I’m sure some investors will be rolling their eyes just about now. And with good cause. Yes, companies are supposed to make financial sense, and there is an apparent reason for that.
Entrepreneurs start companies with the goal of generating value for society. The larger the value, the more their customers are ready to pay for it. The more painful the problem the company solves, the more money they’ll be able to charge. The more universal is the issue, the bigger their market is.
That’s the theory at least.
Money isn’t only a ‘reward’ for bringing about value. That payoff allows the company to sustain their operations. In other words, it makes the value generation sustainable.
If we look at System Theory, it’s what we call a reinforcing feedback loop. The more value a company generates, the more money it gets to do more. If the company stops reinvesting, the money it makes will eventually decline.
However, on some occasions, the entrepreneurs can’t deliver value without initial capital. This initial capital or seed is what in System Theory we call Stocks. Investors are usually the ones providing the starting stock (money) of the system.
Their goal is to provide the kindle to start the system going. Once it’s grown, investors can take a big cut on the enlarged money stock earned by the company if everything went well. And that’s a big If. And that’s why it’s called Venture Capital investment and not safe-and-easy-as-bonds.
The thing about feedback loops is that they’re rarely immediate. It takes time for a company to create value. This is what System Theory dubs feedback loop Delay. In the case of companies, this delay can range from near-immediate to decades.
There is an increasing movement in the industry called Deep Technology. One of the main characteristics of Deep Technology is their long delays of this feedback loop.
The longer the delay, the more money the company will require to survive before depleting their capital, also known as going bankrupt or system collapse.
Finance vs. Innovation
Most investors want this delay to be as small as possible. The quicker the company can show they can generate value, the higher their worth is. VCs measure this “valuation” both as the amount of current profit the company perceives from the market, and the potential profit of the next iteration (future potential).
To maximize this valuation, they pour their money to accelerate the iteration. On the one hand, investors want to increase the speed at which the company can deliver value (reducing the delay of the loop). On the other, they want to sustain the company as long as possible until the market starts reacting.
Here is the catch though. While companies can increase their value and the speed they deliver it, the delay of the returning loop is beyond their control.

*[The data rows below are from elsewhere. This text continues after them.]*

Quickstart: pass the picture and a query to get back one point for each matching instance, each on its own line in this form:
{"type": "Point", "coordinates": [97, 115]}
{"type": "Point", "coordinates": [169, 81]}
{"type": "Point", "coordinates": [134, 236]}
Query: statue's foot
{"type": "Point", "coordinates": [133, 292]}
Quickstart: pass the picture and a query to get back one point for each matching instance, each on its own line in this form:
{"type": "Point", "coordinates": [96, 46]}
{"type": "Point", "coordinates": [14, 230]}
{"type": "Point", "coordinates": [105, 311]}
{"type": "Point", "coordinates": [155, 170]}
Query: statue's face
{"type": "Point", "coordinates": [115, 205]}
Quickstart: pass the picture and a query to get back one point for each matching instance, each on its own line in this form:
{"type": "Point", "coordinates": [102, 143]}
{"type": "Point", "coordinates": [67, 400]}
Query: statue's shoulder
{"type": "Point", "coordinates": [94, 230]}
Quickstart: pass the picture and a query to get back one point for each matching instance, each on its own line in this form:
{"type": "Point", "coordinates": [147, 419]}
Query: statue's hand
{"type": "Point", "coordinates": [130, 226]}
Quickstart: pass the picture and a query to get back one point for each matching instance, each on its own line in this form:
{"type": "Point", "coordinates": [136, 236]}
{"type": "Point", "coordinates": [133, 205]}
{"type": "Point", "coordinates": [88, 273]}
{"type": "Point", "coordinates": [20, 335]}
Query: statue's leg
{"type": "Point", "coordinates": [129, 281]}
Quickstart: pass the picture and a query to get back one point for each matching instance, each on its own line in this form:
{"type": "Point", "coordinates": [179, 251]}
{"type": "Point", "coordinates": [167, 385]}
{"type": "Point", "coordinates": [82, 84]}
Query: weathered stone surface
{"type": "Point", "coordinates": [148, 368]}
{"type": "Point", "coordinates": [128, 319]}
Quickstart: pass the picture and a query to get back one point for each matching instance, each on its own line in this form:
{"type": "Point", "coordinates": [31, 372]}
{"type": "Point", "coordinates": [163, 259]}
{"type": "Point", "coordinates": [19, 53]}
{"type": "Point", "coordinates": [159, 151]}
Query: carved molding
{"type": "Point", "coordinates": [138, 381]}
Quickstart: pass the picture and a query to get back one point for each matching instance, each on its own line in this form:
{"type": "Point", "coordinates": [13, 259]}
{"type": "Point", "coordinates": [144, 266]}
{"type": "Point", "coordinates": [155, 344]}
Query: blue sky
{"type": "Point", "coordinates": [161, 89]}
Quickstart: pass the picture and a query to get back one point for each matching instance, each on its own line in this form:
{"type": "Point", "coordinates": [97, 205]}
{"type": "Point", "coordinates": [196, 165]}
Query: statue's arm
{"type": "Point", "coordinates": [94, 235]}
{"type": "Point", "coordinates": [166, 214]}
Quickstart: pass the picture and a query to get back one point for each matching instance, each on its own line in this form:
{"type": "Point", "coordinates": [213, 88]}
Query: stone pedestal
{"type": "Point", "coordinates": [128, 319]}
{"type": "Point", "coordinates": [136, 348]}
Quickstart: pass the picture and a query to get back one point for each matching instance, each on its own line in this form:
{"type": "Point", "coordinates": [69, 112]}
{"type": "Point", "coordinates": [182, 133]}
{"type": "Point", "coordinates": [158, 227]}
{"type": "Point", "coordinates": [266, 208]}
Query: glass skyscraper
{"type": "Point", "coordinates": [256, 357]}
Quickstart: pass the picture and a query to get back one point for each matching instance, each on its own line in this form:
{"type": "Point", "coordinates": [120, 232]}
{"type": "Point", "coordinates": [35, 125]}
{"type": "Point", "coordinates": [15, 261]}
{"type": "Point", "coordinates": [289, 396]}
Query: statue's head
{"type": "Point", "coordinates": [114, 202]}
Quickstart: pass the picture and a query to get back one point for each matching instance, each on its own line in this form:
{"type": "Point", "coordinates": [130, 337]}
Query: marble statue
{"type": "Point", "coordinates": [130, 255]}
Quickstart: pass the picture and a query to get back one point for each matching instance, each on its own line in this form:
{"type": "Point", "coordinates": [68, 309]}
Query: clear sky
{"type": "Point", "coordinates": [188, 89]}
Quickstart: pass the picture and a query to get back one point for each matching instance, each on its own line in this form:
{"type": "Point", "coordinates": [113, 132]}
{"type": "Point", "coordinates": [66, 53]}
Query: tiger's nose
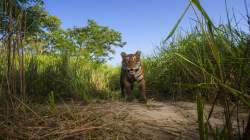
{"type": "Point", "coordinates": [131, 70]}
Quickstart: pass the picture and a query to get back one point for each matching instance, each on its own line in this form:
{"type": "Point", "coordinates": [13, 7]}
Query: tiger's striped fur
{"type": "Point", "coordinates": [132, 71]}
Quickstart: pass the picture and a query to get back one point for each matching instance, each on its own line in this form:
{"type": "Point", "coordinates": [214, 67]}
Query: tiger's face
{"type": "Point", "coordinates": [131, 62]}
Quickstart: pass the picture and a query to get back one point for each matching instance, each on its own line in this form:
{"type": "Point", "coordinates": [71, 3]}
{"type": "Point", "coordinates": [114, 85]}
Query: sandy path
{"type": "Point", "coordinates": [162, 120]}
{"type": "Point", "coordinates": [111, 120]}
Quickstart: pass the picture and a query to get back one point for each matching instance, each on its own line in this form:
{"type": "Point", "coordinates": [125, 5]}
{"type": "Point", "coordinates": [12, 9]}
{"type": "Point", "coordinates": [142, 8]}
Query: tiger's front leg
{"type": "Point", "coordinates": [128, 90]}
{"type": "Point", "coordinates": [142, 90]}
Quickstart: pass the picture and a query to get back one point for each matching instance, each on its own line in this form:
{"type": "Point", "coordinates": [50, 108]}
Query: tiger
{"type": "Point", "coordinates": [132, 71]}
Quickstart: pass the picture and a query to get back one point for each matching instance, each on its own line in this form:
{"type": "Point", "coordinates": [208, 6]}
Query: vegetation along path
{"type": "Point", "coordinates": [113, 120]}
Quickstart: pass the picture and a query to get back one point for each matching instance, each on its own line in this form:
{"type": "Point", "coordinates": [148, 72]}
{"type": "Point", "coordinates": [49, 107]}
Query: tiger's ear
{"type": "Point", "coordinates": [123, 54]}
{"type": "Point", "coordinates": [138, 53]}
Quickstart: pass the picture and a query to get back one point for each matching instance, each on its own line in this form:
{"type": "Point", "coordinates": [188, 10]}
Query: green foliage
{"type": "Point", "coordinates": [51, 101]}
{"type": "Point", "coordinates": [97, 40]}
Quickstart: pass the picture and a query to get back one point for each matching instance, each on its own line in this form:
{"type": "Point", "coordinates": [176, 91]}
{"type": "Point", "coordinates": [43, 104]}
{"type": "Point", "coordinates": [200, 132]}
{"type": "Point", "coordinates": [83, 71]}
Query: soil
{"type": "Point", "coordinates": [113, 120]}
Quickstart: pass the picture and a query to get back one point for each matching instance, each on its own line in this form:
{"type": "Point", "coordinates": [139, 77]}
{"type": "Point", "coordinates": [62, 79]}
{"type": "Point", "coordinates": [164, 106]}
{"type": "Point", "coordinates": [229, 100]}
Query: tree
{"type": "Point", "coordinates": [98, 41]}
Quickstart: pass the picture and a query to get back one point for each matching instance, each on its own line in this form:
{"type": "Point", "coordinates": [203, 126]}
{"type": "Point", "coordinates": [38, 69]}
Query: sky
{"type": "Point", "coordinates": [142, 23]}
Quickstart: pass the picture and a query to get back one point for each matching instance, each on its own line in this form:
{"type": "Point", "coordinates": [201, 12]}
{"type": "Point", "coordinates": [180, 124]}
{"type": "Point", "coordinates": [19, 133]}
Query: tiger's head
{"type": "Point", "coordinates": [131, 63]}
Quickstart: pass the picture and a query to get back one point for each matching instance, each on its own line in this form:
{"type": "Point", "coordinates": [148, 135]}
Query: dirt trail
{"type": "Point", "coordinates": [111, 120]}
{"type": "Point", "coordinates": [160, 120]}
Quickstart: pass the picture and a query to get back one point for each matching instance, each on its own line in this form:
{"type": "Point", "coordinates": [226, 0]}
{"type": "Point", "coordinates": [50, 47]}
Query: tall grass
{"type": "Point", "coordinates": [212, 61]}
{"type": "Point", "coordinates": [66, 77]}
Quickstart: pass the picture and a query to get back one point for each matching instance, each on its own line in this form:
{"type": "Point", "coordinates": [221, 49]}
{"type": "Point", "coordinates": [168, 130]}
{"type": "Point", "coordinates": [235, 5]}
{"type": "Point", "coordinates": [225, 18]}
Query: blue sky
{"type": "Point", "coordinates": [143, 23]}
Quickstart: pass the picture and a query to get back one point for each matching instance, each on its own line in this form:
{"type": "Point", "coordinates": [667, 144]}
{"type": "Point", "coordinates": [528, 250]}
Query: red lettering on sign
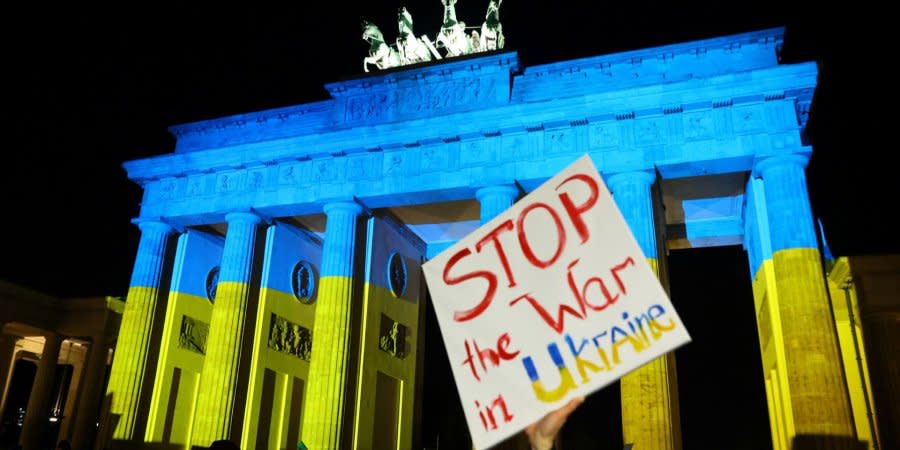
{"type": "Point", "coordinates": [523, 240]}
{"type": "Point", "coordinates": [492, 237]}
{"type": "Point", "coordinates": [462, 316]}
{"type": "Point", "coordinates": [557, 324]}
{"type": "Point", "coordinates": [494, 357]}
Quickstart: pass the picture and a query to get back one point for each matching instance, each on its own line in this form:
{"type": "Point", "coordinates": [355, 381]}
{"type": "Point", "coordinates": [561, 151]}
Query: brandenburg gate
{"type": "Point", "coordinates": [276, 293]}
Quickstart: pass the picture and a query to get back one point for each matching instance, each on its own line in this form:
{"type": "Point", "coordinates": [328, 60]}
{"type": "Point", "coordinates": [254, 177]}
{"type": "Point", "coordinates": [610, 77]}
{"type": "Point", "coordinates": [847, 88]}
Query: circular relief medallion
{"type": "Point", "coordinates": [212, 282]}
{"type": "Point", "coordinates": [303, 282]}
{"type": "Point", "coordinates": [397, 274]}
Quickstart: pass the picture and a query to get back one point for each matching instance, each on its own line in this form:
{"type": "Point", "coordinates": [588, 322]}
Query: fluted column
{"type": "Point", "coordinates": [324, 412]}
{"type": "Point", "coordinates": [818, 397]}
{"type": "Point", "coordinates": [649, 395]}
{"type": "Point", "coordinates": [495, 199]}
{"type": "Point", "coordinates": [37, 412]}
{"type": "Point", "coordinates": [87, 412]}
{"type": "Point", "coordinates": [7, 352]}
{"type": "Point", "coordinates": [224, 346]}
{"type": "Point", "coordinates": [130, 362]}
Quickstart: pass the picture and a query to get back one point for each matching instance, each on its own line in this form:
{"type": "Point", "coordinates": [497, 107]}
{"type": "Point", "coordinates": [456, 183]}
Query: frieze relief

The market will react at their own time.
What’s obvious is that if the market takes a long time to react, the company will run out of capital and die, plunging their investors with them.
The question though is if that’s bad for the system or just for some of the actors. From a financial perspective, primarily, from the company’s investors, it’s terrible. They’ll lose their money.
But is it bad for the system at large?
One of the aspects that make System Thinking so compelling is the fact that all systems are connected. So while, on one side the system at large exposes a particular behavior, on another subsystem you might bear testimony to something completely different (i.e., Chaos theory).
Let’s forget financial sustainability for a second (a subsystem). If we focus on the impact of certain startups on the broader system, then a new picture emerges.
Startups, spurred by their investors, push the boundaries of innovation and try to provide ever-increasing value to the market. The effects of such innovations affect the end consumers and their latent behaviors.
For most failed startups, this effect is trivial and negligible. But a few do capture the market’s imagination. And while the market’s reaction, from an economic perspective, might be timid, they do react in other ways. One of these ways is by reinforcing an emerging behavior. A behavior that will stay in place independently of the startup that reinforced it.
Disruption at Work
An excellent example of this is WeWork. Many keep focusing on the risky and fragile financial position of the organization. And while they’re right to be wary of it, they’re missing the broader trend.
WeWork is tapping into a new emerging behavior. One, few are seeing, much less exploiting. And while it’s probable that WeWork crashes and burns, the subsequent crater will change the market landscape forever.
WeWork’s value is strengthening this new behavior. The demand for Co-Living, Co-Working, Co-Everything, will remain in place, independently of WeWork. And this is the real power of Disruption; it doesn’t go away.
Worst than that, all incumbents laughing at the predictable fall of WeWork, are not picking up the new trend. Most will fail to see it, even after WeWork’s potential disappearance and will implode as a result.
Another beautiful example is the recent drama with Vice Media. It’s easy to highlight the gross negligence of their lack of business model. Nonetheless, their continuous innovations in media formats are shaping and shifting the market. It’s irrelevant they aren’t the ones benefiting from them. Someone will and when that happens, they’ll disrupt the market.
Closing words
Sometimes we mistake financial soundness for innovation. Both concepts are connected, but as I’ve shown, they work at different speeds. Delays in the feedback loops that govern the system will make them play, sometimes in tandem, sometimes independently.
Particular caution should be observed when the technology employed by such companies is disruptive. The mere nature of disruption prompts the system to run at different speeds and this will have an impact on the competition landscape subsystem too. Some incumbents will collapse, some entrants will thrive.